Harman Kardon first made its name as an audio powerhouse over half a century ago. The company started out making sleek and (for the time) technologically advanced radios and home hi-fi equipment, then later branched out into car stereos and digital audio components. But Harman Kardon is perhaps best known to the current generation of consumers for those fancy, see-through desktop speaker systems you’ve seen plugged into iMacs at the Apple Store. The iconic, clear plastic iSub 2000 and Sound Sticks speakers, tailor-made for Apple’s computers, have won the company industrial design awards, more importantly, a deep level of brand recognition among Apple fans.
Which all leaves me wondering why it’s taken so long for Harman Kardon to branch out into iPhone-friendly headphones. But here they are — new for the fall of 2012 is an entire line of sleek, compact earphones and headphones primed for use with smartphones and tablets.
Harman Kardon’s new headphones have aluminum-alloy bodies that match the look and texture of Apple’s hardware.
There are two over-the-ear headphone models (one get-gadget, one Bluetooth), and two compact in-ear models, the $100 noise-isolating NIs and the $150 “acoustically enhanced” AEs. The company sent me a pair of the nicer AE in-ears to test.
Not surprising: the Apple-inspired design philosophy is on full display here. The AEs have aluminum-alloy bodies that match the look and texture of Apple’s hardware. The small details get just as much attention, from the attractive mic/remote assembly to the luxe carrying case, which has soft little nooks to cradle your buds.
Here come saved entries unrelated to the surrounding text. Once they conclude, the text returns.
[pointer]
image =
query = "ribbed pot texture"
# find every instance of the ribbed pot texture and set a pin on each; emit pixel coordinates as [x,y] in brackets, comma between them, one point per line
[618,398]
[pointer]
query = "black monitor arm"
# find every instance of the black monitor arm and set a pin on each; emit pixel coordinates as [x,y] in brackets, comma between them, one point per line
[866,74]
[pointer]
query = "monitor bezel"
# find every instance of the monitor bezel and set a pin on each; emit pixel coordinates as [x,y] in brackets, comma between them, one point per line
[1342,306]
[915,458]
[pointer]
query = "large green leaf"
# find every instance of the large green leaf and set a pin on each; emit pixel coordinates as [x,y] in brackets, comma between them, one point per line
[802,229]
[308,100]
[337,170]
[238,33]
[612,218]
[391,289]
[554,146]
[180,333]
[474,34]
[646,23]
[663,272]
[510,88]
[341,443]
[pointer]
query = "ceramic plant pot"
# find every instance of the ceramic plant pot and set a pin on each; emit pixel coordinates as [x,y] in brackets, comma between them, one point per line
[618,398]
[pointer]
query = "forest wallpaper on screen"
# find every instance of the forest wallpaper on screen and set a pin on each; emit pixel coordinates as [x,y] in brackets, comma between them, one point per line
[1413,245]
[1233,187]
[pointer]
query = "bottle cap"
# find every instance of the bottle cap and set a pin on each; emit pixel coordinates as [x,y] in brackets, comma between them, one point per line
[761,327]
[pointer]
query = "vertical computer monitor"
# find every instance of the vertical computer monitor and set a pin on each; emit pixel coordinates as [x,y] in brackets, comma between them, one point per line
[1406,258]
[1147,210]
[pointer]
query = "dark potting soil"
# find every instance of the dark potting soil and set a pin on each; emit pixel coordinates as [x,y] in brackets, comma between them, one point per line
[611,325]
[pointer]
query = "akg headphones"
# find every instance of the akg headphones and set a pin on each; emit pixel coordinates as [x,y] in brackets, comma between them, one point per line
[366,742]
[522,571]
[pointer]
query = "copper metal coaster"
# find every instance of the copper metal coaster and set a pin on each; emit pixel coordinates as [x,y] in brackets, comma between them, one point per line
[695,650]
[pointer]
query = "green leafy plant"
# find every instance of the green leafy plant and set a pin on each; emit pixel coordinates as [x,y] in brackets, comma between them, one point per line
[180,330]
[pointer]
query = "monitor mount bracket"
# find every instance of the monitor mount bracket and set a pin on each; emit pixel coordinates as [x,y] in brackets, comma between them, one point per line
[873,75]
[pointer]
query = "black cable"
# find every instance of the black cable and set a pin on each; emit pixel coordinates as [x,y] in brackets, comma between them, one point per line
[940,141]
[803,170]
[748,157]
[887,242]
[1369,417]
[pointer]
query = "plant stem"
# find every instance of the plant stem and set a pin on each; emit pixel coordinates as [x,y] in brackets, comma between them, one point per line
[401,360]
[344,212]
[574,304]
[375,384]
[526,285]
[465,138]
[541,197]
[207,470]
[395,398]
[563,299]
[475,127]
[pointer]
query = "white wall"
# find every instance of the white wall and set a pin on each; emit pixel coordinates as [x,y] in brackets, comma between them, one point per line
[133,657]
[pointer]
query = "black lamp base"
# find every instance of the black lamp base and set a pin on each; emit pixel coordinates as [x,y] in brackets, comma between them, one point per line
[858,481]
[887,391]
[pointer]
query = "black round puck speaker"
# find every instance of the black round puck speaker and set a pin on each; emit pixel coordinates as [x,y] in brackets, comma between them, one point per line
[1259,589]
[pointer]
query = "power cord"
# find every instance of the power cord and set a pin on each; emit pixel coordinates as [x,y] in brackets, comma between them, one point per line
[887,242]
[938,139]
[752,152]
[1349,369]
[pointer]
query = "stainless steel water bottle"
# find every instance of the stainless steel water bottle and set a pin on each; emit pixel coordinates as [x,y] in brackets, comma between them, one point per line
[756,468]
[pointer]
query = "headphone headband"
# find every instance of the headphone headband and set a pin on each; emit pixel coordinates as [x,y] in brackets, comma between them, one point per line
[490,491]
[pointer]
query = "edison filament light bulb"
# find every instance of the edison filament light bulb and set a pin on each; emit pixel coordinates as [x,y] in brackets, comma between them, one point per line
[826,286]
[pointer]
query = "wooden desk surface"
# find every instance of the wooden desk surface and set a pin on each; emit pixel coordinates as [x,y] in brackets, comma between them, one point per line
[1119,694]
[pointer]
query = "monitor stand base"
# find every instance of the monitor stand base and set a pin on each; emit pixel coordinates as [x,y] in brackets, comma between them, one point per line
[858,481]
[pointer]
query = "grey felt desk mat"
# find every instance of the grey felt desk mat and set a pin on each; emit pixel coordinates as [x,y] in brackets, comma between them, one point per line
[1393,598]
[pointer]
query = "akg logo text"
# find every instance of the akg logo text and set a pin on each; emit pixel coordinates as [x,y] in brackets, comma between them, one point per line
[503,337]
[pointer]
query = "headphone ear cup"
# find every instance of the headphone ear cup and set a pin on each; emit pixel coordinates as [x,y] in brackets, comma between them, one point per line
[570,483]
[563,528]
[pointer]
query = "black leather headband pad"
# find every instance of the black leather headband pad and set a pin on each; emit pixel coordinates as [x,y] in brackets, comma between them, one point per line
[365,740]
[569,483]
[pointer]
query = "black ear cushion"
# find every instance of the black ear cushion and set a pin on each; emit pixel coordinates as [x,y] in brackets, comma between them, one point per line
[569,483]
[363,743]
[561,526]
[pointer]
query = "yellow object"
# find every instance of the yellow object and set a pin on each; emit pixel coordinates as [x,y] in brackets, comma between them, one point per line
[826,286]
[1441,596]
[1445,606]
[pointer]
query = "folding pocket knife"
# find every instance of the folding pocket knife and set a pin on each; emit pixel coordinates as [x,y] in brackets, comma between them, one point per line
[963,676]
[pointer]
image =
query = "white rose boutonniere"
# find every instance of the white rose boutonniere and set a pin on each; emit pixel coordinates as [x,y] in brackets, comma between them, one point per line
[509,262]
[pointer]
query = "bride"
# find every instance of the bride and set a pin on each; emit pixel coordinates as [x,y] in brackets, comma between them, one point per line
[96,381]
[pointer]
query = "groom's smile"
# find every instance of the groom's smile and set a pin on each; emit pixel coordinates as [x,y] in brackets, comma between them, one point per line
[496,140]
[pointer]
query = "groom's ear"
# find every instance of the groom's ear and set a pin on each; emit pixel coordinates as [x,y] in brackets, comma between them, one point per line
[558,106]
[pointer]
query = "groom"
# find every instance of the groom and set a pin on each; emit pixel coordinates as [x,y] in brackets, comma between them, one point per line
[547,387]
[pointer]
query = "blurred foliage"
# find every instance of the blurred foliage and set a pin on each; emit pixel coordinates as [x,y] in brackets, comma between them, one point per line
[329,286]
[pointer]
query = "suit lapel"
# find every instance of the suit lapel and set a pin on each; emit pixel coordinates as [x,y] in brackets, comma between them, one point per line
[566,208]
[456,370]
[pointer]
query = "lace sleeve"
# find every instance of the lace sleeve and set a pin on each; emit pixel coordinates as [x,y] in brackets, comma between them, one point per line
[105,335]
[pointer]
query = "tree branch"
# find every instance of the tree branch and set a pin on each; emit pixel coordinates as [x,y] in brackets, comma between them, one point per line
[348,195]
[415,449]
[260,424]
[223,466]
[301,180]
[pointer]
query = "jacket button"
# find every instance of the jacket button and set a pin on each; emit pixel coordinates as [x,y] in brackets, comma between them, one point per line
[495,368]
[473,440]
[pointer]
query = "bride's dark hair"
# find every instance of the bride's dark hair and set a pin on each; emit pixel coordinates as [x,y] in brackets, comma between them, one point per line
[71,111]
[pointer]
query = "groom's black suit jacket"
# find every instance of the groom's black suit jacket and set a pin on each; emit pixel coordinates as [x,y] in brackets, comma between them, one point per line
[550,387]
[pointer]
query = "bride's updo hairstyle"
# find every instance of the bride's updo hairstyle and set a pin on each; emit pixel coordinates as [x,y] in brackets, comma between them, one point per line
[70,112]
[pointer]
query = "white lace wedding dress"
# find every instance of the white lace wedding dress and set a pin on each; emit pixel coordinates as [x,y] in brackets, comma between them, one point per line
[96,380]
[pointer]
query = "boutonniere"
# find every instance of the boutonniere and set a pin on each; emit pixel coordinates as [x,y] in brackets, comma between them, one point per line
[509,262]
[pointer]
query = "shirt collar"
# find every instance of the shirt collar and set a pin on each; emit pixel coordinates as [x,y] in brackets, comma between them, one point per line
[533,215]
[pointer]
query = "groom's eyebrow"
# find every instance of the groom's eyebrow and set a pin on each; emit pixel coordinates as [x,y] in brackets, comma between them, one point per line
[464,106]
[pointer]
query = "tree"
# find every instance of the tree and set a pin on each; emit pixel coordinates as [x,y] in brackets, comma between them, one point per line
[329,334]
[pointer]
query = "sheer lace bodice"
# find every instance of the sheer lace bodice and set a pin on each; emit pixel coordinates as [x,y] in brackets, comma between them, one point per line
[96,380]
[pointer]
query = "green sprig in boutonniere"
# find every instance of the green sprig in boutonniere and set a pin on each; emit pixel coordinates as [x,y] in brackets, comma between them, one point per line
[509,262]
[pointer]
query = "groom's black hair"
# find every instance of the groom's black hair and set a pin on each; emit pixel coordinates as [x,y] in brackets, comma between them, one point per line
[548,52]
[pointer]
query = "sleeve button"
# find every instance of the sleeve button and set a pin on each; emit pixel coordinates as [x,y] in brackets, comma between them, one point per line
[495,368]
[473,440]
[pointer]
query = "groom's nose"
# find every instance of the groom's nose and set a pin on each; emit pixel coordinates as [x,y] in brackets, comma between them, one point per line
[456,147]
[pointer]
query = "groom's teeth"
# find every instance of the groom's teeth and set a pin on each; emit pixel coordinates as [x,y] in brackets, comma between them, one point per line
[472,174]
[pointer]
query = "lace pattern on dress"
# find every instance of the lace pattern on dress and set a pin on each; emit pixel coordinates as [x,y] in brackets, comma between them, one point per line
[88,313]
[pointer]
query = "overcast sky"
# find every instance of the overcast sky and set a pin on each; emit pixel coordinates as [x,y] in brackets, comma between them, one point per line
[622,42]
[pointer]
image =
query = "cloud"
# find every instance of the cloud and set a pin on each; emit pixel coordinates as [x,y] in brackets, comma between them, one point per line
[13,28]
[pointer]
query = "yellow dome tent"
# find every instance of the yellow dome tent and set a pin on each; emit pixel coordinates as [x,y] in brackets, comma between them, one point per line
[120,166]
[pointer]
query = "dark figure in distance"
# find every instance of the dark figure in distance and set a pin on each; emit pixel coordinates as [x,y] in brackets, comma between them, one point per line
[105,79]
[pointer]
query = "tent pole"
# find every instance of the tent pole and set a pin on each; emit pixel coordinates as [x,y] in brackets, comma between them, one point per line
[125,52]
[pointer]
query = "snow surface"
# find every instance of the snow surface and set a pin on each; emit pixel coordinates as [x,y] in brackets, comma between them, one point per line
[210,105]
What is surprising: The sound isn’t spectacular. Harman Kardon is pitching these in-ears as offering true low-frequency reproduction, but I found them to be quite muddy in the low end. Also, they have a fairly dark sound profile overall. Certainly bass-heavy, but also murky and dreary. I listened to some reverently recorded acoustic music from Sean Hayes, and some of my favorite rock albums of late (Dungen, Lower Dens, Kelley Stoltz) and the AEs erased too many of the small details in the high end. EQing the iOS music player to show more high-end just made the AEs sound more hollow.
What did sound good? Moody, gothy stuff like My Bloody Valentine, Ty Segall and Joy Division. Music that was born from the dark fog sounds pretty good in a dark fog, it turns out.